Zitternd, und voller Angst sitz ich in der Ecke, mache mich ganz klein, er darf mich nur nicht sehen. Ich drücke die Hand meines Zwillingsbruders ganz doll, zu doll, es tut ihm sicher weh. Doch er sagt nichts, lässt mich nicht los und lässt mich nicht allein.
Er will mich beschützen, doch kann er es nicht, er ist doch noch viel zu klein, grade mal vier Jahre alt, und doch schon so groß, so traurig. Er kannn nix machen, genau wie ich. Ich muss weinen, er sieht mich an, “nicht weinen!”, sagt er und doch laufen ihm selbst die Tränen übers Gesicht. Er kann nix machen, hilflos, machtlos, zu klein!
Die Tür geht auf, er ist da, er ist zu Hause. Ich hab Angst und drücke die Hand noch fester. Ich darf nur nicht zu doll drücken, es tut ihm doch sicher weh. Da lasse ich etwas locker.
Ich denke immer: “Bitte, bitte nicht, bitte nein...”. Doch es ist sinnlos, es wird passieren, so wie es immer passieren wird, jeden Tag, jetzt ist er da.
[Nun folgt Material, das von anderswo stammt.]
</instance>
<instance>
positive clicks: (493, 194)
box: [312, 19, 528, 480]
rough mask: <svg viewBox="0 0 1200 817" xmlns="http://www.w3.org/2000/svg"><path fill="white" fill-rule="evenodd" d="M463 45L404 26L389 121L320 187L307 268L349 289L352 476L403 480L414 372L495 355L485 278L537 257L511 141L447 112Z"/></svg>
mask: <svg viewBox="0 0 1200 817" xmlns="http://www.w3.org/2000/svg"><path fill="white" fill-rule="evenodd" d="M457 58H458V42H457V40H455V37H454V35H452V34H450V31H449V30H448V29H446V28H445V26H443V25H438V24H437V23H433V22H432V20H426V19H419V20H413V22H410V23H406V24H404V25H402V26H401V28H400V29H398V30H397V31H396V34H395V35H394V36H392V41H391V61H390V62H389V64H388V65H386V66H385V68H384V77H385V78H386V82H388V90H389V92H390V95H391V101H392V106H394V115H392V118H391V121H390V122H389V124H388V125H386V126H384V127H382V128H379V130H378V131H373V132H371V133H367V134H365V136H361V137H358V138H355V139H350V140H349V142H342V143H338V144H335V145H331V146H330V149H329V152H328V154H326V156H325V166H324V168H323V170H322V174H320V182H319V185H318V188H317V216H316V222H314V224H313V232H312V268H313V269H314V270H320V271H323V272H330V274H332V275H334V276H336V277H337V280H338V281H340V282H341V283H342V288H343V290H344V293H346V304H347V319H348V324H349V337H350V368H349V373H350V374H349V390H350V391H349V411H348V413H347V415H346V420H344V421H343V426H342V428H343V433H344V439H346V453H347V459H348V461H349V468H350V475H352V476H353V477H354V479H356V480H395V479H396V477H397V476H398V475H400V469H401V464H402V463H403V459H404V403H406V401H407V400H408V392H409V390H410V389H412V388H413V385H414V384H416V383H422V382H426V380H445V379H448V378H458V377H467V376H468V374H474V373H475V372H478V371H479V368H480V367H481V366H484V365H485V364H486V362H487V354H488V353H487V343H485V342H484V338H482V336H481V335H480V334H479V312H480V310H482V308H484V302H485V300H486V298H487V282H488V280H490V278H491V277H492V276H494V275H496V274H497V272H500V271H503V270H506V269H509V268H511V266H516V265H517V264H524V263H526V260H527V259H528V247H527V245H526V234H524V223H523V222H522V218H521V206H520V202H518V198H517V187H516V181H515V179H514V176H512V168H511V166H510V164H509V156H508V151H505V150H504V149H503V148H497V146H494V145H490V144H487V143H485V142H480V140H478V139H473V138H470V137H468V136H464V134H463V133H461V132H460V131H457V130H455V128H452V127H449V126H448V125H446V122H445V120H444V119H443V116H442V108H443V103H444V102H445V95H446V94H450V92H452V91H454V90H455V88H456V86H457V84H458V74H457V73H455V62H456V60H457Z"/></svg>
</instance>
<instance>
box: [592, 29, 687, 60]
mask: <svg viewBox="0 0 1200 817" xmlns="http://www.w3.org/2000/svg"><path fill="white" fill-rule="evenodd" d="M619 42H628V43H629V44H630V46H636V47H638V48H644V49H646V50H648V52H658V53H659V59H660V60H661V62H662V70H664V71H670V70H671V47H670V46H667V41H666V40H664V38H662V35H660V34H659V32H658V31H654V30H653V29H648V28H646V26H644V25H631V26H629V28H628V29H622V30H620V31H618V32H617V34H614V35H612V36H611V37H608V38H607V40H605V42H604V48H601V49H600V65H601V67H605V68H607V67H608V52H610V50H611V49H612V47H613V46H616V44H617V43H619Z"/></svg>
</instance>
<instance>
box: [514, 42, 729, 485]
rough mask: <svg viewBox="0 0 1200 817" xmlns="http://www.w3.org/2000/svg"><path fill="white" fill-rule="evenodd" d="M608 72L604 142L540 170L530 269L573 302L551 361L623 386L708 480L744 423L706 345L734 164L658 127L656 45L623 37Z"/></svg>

Gleich kommt er zu mir! Oh bitte nicht! Aber er kommt doch: “ Hier seid ihr ja!”, lächelt erund ich hab Angst! “Komm mein Engelchen, komm her zu mir!” Hab solche Angst! Er hebt mich hoch, hebt mich einfach so hoch, ich will das doch nicht. Ich lass meinenBruder einfach nicht los und klammere mich ganz fest an ihn. Oh, Bitte nicht loslassen, lass mich nicht allein. Er kann sie hören, meine Gedanken, ich weiß es genau, und er lässt nicht los, seine kleinen Hände umklammern meine ganz, ganz fest. Nicht loslassen! Doch wir sind zu schwach, unsere Hände werden getrennt, ich will wieder nach ihnen greifen, aber es ist zu spät.
Ich weine, schreie, kreische. Ich will nicht! Er weint auch, guckt mir nach, uns nach. Er zittert, er weint, er schreit nach mir. Was sagt er? Ich verstehe es nicht, ich höre seine Worte nicht mehr, er bewegt doch seine Lippen, warum höre ich seine Worte nicht? Was sagt er, ich will wissen was er sagt! Jetzt sehe ihn nicht mehr, die Tür geht zu, hinter mir, hinter uns. Jetzt sind wir im Schlafzimmer. Ich will nicht! Bitte! Ich hab Angst! Er lächelt. Freut sich, es macht ihm Spaß. “Nicht weinen, Engel!”, sagt er. “Bin doch bei dir, bin doch lieb zu dir, sei du doch auch lieb zu mir!” Ich kann nichts machen, kann mich nicht wehren.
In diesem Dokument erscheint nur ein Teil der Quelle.